Systems Engineering & Integration

ZIN Technologies has experience developing complex aerospace systems for a wide range of carrier vehicles and has proven that development cost can only be effectively controlled by rigorous systems engineering and integration expertise. All requirements (external and internal) are carefully analyzed to determine the impact on system complexity (performance, cost, and schedule) to ensure that they provide beneficial constraints on the system design. Once accepted, these requirements are carefully tracked throughout the design process and verified.

Integration activities include requirement negotiation with carriers and safety. In addition, crew training, carrier data products, and launch-site support agreements are created.

Ground System Design & Operations

ZIN Technologies has extensive experience in the development, operation and maintenance of telescience support centers for operation of instruments on the Space Shuttle and the International Space Station with over ten years experience with the Huntsville Operations Support Center (HOSC) at the NASA Marshall Space Flight Center, and the Telescience Support Center (TSC) at the NASA Glenn Research Center. During that period, the TSC has developed from a limited control center for display of data, to a fully functional command and control center supporting complete control of flight instruments. The TSC includes an array of ground support equipment, including commanding; telemetry receipt, distribution and archiving; multiple audio channels; multiple video channels; and secure and public web and file servers.

In development support of the TSC, ZIN Technologies has contributed to the development of requirements, system architecture, specifications, and procurement of hardware and software, implementation of the systems, and formal verification of operability. ZIN Technologies has specific strengths in data acquisition, distribution, and storage. ZIN Technologies has worked closely with various NASA (MSFC, GFSC and GRC) organizations in developing and testing the technologies, interfaces and protocols required to support the needs of payload developers that use these facilities. In particular, the recent development of the capabilities to support operations on the ISS have required the development and testing of many new interfaces, with iterative development by all participating organizations.
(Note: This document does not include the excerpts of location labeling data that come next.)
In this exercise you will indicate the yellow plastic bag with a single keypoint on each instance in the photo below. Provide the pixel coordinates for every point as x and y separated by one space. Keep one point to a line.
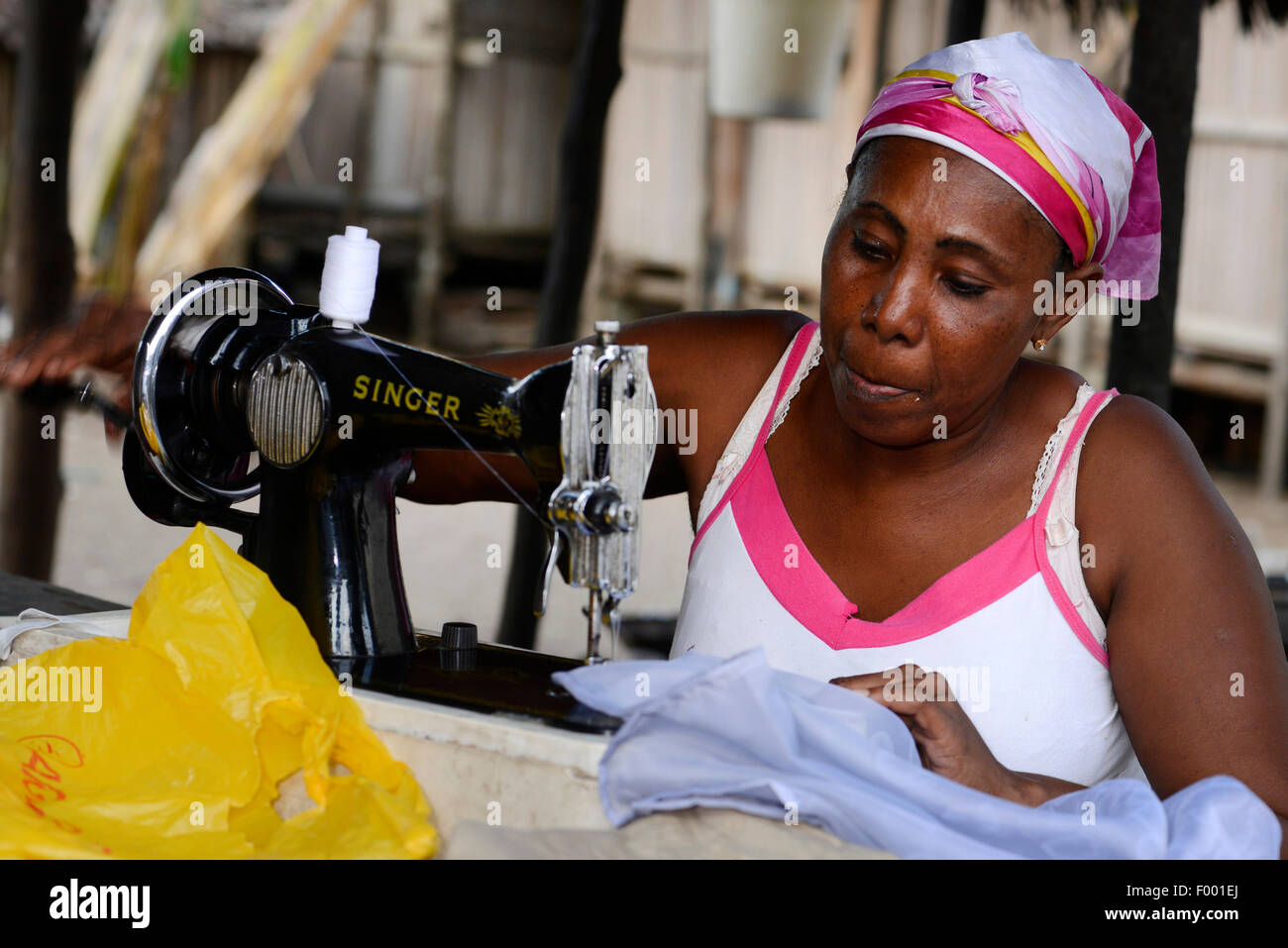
217 697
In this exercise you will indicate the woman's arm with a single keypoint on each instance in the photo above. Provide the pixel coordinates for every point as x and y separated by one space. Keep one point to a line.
1194 649
706 364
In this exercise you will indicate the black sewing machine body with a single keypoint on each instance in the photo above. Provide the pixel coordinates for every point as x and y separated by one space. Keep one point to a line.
334 416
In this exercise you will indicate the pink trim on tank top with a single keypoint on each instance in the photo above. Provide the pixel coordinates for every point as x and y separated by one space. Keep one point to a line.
799 344
1057 592
807 592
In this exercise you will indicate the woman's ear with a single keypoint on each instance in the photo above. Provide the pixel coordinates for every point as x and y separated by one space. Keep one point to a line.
1080 286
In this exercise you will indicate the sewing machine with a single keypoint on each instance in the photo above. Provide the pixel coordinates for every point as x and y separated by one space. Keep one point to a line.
240 391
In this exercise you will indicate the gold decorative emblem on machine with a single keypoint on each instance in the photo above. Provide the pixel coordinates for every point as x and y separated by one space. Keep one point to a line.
500 419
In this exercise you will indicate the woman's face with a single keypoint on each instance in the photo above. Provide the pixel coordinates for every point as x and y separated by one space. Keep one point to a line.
928 286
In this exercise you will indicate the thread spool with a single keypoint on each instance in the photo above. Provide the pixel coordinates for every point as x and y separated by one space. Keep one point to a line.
349 277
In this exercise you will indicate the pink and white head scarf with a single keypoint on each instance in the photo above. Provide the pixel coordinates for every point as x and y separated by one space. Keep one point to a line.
1051 130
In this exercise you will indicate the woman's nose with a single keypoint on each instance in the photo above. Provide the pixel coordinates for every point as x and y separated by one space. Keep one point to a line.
898 308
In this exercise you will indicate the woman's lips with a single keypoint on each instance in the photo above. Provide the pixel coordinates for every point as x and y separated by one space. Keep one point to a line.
872 391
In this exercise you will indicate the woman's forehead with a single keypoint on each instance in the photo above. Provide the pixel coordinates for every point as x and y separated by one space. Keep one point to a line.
914 179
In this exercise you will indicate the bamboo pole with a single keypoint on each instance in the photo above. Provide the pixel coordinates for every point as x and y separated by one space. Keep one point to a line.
232 158
40 278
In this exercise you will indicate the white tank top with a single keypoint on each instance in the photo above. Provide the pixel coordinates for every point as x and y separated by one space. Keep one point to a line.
1013 629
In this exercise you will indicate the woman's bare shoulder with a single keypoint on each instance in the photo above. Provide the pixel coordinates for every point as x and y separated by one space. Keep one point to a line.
713 361
1141 479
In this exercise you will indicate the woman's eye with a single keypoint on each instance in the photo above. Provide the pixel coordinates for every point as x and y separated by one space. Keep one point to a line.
870 250
964 288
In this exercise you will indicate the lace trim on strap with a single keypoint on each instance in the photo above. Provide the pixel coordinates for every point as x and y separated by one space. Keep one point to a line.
1055 445
815 352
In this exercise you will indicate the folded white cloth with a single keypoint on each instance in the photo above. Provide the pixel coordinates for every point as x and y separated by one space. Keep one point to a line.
35 618
735 733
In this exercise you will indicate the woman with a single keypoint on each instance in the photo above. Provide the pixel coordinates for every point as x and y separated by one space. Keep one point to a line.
932 498
1039 579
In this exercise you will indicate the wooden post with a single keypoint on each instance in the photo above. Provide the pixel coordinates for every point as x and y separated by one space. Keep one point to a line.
596 69
40 275
1164 62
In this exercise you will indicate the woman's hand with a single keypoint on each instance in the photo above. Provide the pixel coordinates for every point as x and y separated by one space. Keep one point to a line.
947 741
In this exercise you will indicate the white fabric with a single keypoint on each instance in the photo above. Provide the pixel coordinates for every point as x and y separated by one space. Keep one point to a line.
739 734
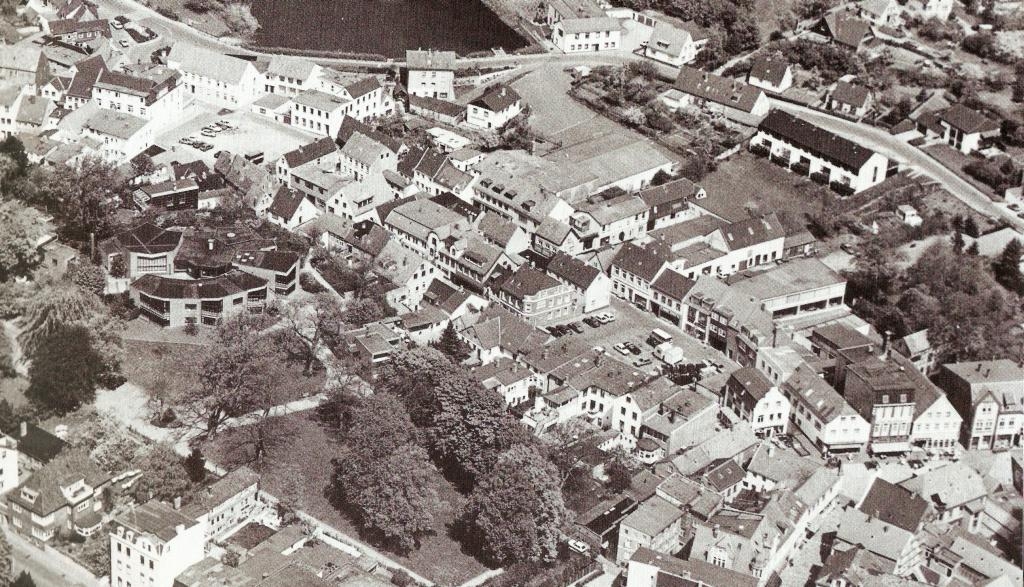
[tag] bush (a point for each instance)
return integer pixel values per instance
(400, 578)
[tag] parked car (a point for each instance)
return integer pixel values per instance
(579, 546)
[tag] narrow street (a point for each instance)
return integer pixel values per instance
(47, 569)
(904, 153)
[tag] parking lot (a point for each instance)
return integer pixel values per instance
(251, 132)
(633, 325)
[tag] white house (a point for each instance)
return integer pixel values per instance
(810, 150)
(153, 544)
(317, 112)
(674, 46)
(770, 74)
(122, 135)
(754, 399)
(584, 35)
(498, 106)
(430, 74)
(215, 77)
(823, 416)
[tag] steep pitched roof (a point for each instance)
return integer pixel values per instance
(310, 152)
(894, 505)
(816, 139)
(725, 91)
(572, 270)
(768, 69)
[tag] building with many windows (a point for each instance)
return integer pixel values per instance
(154, 543)
(812, 151)
(989, 395)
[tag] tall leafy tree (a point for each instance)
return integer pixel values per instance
(66, 370)
(84, 199)
(516, 509)
(384, 476)
(17, 240)
(1008, 266)
(239, 375)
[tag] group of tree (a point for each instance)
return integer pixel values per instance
(430, 419)
(969, 305)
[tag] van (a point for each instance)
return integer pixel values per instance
(658, 336)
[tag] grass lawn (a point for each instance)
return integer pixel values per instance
(750, 182)
(954, 161)
(306, 456)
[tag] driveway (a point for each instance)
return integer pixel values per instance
(906, 154)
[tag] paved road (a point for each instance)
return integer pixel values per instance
(47, 568)
(906, 154)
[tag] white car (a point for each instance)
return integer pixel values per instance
(579, 546)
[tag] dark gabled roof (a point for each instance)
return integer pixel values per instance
(847, 30)
(725, 91)
(753, 232)
(350, 126)
(280, 261)
(311, 152)
(572, 270)
(850, 93)
(677, 190)
(497, 98)
(527, 281)
(363, 87)
(644, 262)
(286, 203)
(725, 474)
(752, 381)
(210, 288)
(895, 505)
(435, 105)
(673, 285)
(85, 77)
(768, 69)
(148, 239)
(37, 443)
(816, 139)
(967, 120)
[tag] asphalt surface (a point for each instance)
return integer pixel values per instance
(905, 154)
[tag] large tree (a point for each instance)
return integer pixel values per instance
(240, 374)
(1008, 266)
(18, 234)
(383, 476)
(84, 199)
(516, 509)
(66, 370)
(309, 327)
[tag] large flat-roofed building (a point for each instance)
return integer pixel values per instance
(797, 287)
(824, 157)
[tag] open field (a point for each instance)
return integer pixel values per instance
(305, 458)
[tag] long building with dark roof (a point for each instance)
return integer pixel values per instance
(825, 157)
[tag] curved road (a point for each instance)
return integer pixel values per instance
(905, 154)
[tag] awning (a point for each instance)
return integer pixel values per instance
(899, 447)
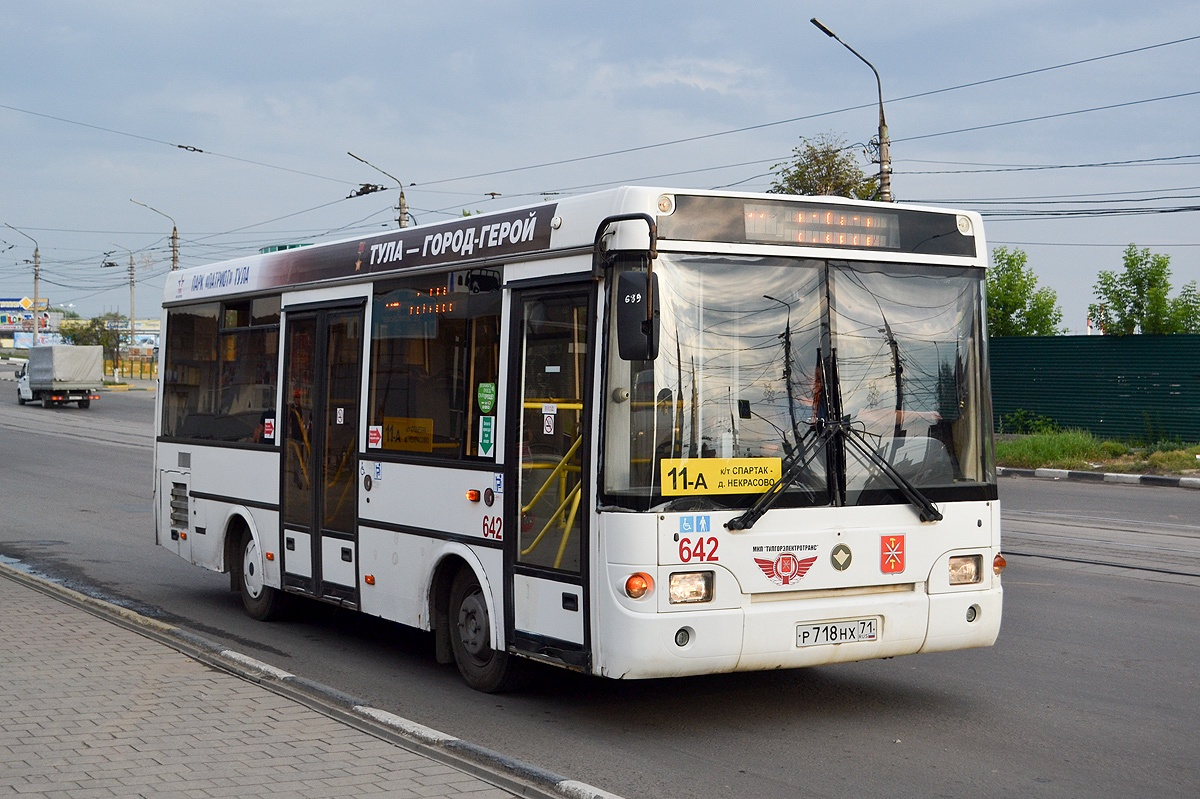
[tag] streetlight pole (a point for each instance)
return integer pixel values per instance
(108, 263)
(401, 204)
(37, 272)
(174, 234)
(885, 155)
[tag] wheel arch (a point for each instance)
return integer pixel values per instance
(454, 559)
(238, 522)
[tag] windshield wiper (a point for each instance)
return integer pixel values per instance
(927, 511)
(797, 462)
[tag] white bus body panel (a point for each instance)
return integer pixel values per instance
(540, 606)
(753, 622)
(222, 484)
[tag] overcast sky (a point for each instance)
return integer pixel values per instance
(234, 118)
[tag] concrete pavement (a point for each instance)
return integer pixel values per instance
(111, 706)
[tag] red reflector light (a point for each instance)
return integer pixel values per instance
(639, 586)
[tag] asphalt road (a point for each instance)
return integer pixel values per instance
(1092, 690)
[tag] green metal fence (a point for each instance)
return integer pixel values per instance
(1140, 388)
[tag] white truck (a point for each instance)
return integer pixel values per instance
(61, 373)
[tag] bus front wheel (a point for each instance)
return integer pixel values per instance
(262, 601)
(483, 667)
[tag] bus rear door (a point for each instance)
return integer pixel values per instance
(321, 436)
(546, 560)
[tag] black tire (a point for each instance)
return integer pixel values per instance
(262, 601)
(481, 667)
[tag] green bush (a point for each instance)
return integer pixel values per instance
(1114, 449)
(1025, 422)
(1072, 449)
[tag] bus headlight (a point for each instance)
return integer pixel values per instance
(966, 570)
(690, 587)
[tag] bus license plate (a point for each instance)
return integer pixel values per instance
(808, 635)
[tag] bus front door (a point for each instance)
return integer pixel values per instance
(547, 558)
(323, 370)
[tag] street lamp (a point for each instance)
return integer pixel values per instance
(885, 156)
(108, 263)
(37, 272)
(401, 204)
(174, 234)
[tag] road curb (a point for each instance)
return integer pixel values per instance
(516, 776)
(1102, 476)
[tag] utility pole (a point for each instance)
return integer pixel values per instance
(37, 272)
(885, 154)
(401, 204)
(174, 234)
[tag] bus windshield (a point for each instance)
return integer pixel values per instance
(755, 355)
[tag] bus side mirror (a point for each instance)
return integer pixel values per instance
(637, 317)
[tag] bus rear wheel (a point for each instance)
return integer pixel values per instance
(262, 601)
(483, 667)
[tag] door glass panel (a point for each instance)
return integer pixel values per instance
(341, 421)
(553, 359)
(298, 456)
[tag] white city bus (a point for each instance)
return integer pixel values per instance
(635, 433)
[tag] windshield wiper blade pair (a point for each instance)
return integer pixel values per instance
(796, 463)
(927, 510)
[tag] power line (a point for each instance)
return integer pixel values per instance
(810, 116)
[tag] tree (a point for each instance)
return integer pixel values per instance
(1138, 299)
(823, 164)
(1015, 304)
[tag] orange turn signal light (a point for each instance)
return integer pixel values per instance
(639, 586)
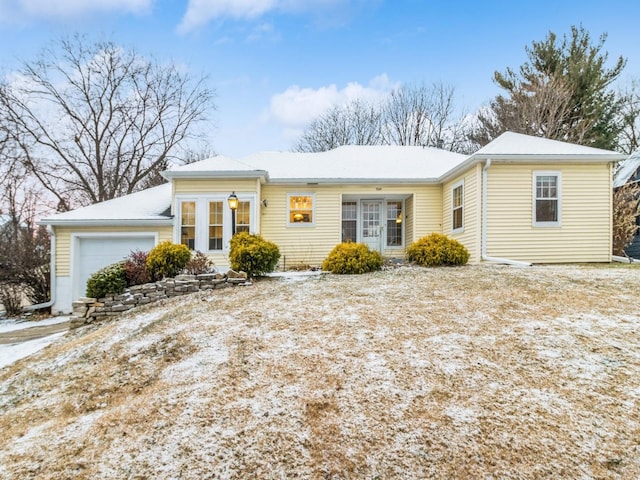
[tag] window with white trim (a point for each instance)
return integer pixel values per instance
(203, 222)
(301, 209)
(547, 200)
(188, 224)
(457, 207)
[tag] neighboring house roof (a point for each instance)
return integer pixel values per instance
(346, 164)
(147, 207)
(628, 171)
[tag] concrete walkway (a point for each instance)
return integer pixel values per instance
(32, 333)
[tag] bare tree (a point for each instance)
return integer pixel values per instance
(94, 121)
(626, 208)
(540, 109)
(629, 139)
(410, 116)
(357, 123)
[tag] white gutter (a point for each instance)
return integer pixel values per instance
(483, 226)
(52, 274)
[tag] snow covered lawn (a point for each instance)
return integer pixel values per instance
(472, 372)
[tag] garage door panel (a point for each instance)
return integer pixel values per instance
(95, 253)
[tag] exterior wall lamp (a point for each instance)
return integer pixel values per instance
(233, 205)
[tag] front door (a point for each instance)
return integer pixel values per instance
(372, 224)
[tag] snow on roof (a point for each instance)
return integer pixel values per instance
(351, 162)
(512, 144)
(148, 205)
(627, 170)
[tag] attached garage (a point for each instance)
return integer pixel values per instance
(97, 251)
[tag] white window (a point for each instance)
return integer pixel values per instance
(188, 224)
(301, 209)
(203, 222)
(457, 207)
(547, 201)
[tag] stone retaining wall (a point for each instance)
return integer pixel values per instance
(86, 310)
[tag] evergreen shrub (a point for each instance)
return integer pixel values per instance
(253, 254)
(437, 249)
(167, 259)
(109, 280)
(352, 258)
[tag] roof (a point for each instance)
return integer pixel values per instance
(628, 170)
(517, 144)
(346, 164)
(150, 206)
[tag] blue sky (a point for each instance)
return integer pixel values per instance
(275, 64)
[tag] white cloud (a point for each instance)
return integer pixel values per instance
(24, 10)
(200, 12)
(296, 107)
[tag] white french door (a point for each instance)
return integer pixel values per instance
(371, 224)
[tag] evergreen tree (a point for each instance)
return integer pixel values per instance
(561, 92)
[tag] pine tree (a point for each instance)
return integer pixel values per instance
(561, 92)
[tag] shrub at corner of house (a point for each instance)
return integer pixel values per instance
(253, 254)
(167, 259)
(352, 258)
(109, 280)
(135, 268)
(199, 263)
(437, 249)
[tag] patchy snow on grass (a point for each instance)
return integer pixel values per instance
(474, 372)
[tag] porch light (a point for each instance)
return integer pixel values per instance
(233, 205)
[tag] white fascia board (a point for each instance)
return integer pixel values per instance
(531, 158)
(351, 181)
(85, 222)
(215, 174)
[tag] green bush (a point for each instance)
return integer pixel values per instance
(135, 268)
(198, 263)
(167, 260)
(109, 280)
(437, 249)
(253, 254)
(351, 258)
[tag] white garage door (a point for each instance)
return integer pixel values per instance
(95, 253)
The data systems have been developed to address the competing constraints of minimizing development and operating costs; maximizing availability, operability and restorability; and addressing the concerns of security and the proprietary nature of some data.

Verification

 A verification program is conducted to ensure that all verification requirements (program/science, safety, assurance, interface and operational) for the space flight payload are satisfied. Upon inception, verification requirements are provided by the facility, vehicle or governing NASA center, but may also be imposed by the payload itself. Science requirements from investigators and scientists typically evolve into requirements and "desirements," which must also be verified. Payload development teams begin to develop hardware that can meet those needs, as well as stay within good engineering practices established through years of space flight experience.   Knowing how the payload should be designed and tested directs the team to define their own set of requirements that may not be contractually required, but will provide confidence for the design, assembly and testing of the payload.  

Safety and assurance requirements are of the highest priority in verification identification, tracking and completion. These requirements may not only affect the safety of the astronauts and crew, but the ground team and project assigned to build and test the payload as well. These requirements are developed from the governing vehicle documentation, which are updated on a frequent basis.  

Verification tracking activities are not completed until stowage on-board the launch vehicle, and sometimes later. Tracking the many elements of the payload, by location, purpose, and physical status is an important part of the verification process. This continues through launch and on-orbit operations, and will identify if re-verification on-orbit is necessary.